Comment by dane-pgp
3 years ago
> Subjects of opposing cultural outlooks who were assigned to the same experimental condition (and thus had the same belief about the nature of the protest) disagreed sharply on key “facts” — including whether the protestors obstructed and threatened pedestrians.
That's scary, but it's potentially really helpful in understanding the connections between language and belief.
I know there's some controversy about the validity of the so-called Sapir–Whorf hypothesis, but the idea that language and perception affect political culture was well understood by George Orwell, and I'm not surprised if the idea intersects well with the "ultimate attribution error" phenomenon from social psychology.

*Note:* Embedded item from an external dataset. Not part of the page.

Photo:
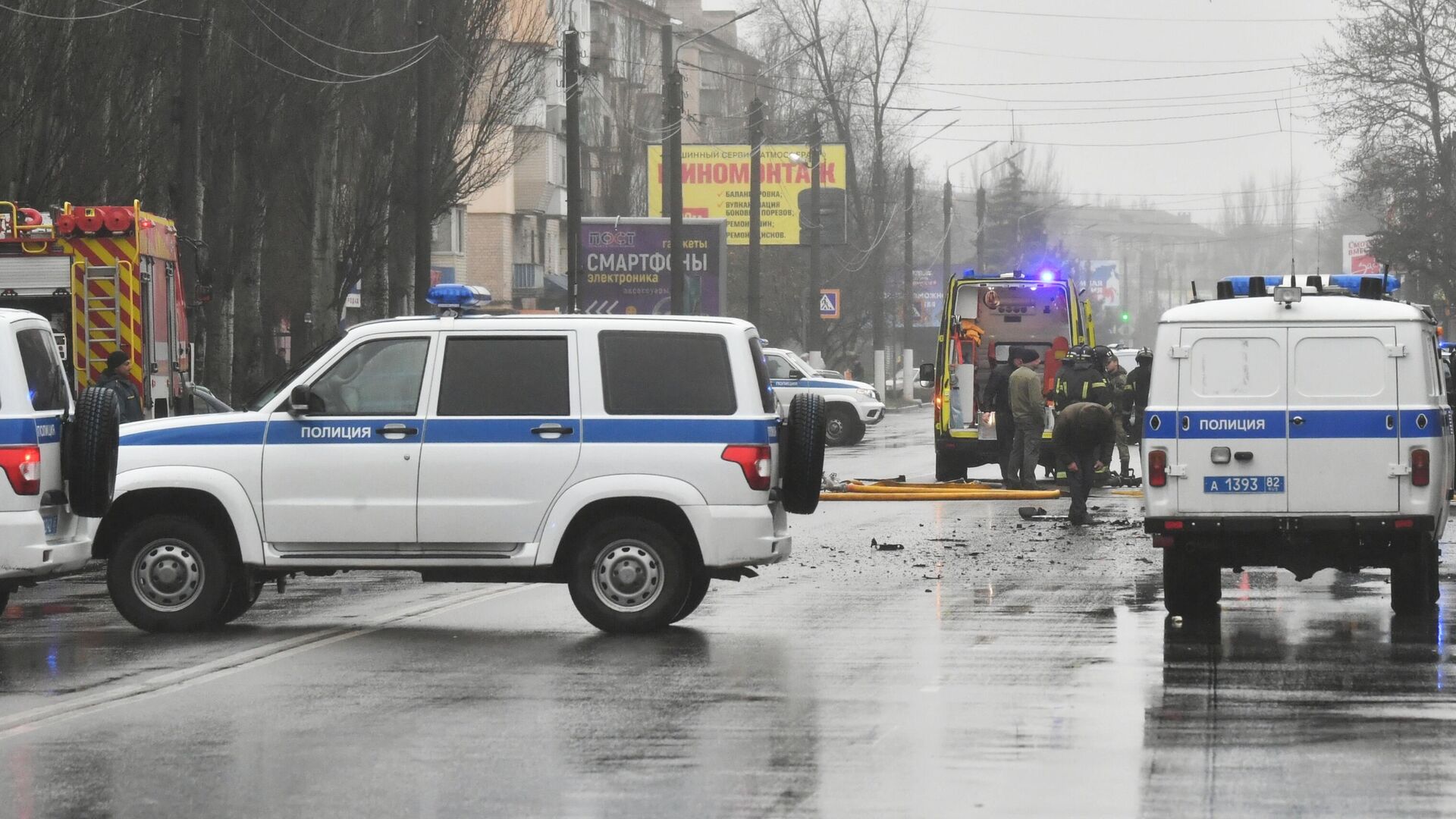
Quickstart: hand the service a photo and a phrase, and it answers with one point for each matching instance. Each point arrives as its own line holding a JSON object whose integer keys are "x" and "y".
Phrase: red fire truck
{"x": 108, "y": 279}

I think the problem with the Sapir-Whorf hypothesis (aside from being poorly named) is that it seems to posit that the lack of a word for a thing, prevents you from perceiving that thing (as for example not having fifty words for snow means you cannot perceive different kinds of snow). This is pretty clearly incorrect, since it is the very lack of a word for a thing that you perceive (and want to talk about) that leads us to invent new words (or repurpose old ones). Thus, English-speaking skiers come up with a new use of the term "powder" to refer to a particular kind of snow, once they have a reason to care about it and want to discuss it with one another.
The more general idea that language and perception affect political culture is not as controversial, although the degree to which the tail wags the dog or vice versa is still debated.
I thought the Sapir-Whorf hypothesis only predicted that the difficulty in understanding certain things would be language dependent, not that it would be impossible per se. To make an apt analogy, some languages force you to declare a whole bunch of factory methods and boilerplate bloat before you can express a program that prints "hello world", others simply let you write print("hello world").
The strong version basically says that a person's worldview is just about completely determined by language.
This was pretty much tossed in the trash bin, partly due to an interesting study into how a language's lexical entries for colors influences perceptions on color closeness and categorization.
Instead of the strong version there's a reasonable consensus that language influenced things but does not wholely determine them.
An interesting example is that speakers of tonal languages are more likely to exhibit perfect pitch.
Source: my increasingly hazy recollections from a post-graduate comp ling program.
It's a bit tricky to say what the "Sapir-Whorf hypothesis" predicts, since apparently neither Sapir nor Whorf exactly formulated a clearly stated hypothesis on this topic. This means people write about "strong" or "weak" versions of it.
I think, to use your analogy, any language that lets you write new libraries which can be imported, will tend to become pretty decent at anything which people programming in that language do a lot. Whatever problems there are in the language itself, tend to become ameliorated (though probably not entirely eliminated) by focused work, for example spinning up a neural net or scraping a website gets much easier once a lot of people have done it in your language of choice, and they have released a library that they use to do it.
So, a language may not be good for speaking about a topic which the speakers of that language don't have much experience with, but if they come to have much experience with it, the language will quickly evolve to get better at it.
Also, I think if you put these two lists together, there are probably 70 English words for snow.
https://poetry-contingency.uwaterloo.ca/fifty-five-english-w...
https://www.farmersalmanac.com/how-many-words-snow-16650
The authors also give the paper some motivation at the outset by referring to a dispute between Supreme Court justices about what should be obvious to a viewer of a video of a protest. One justice said that the video depicted protected speech activity, while another said that it didn't.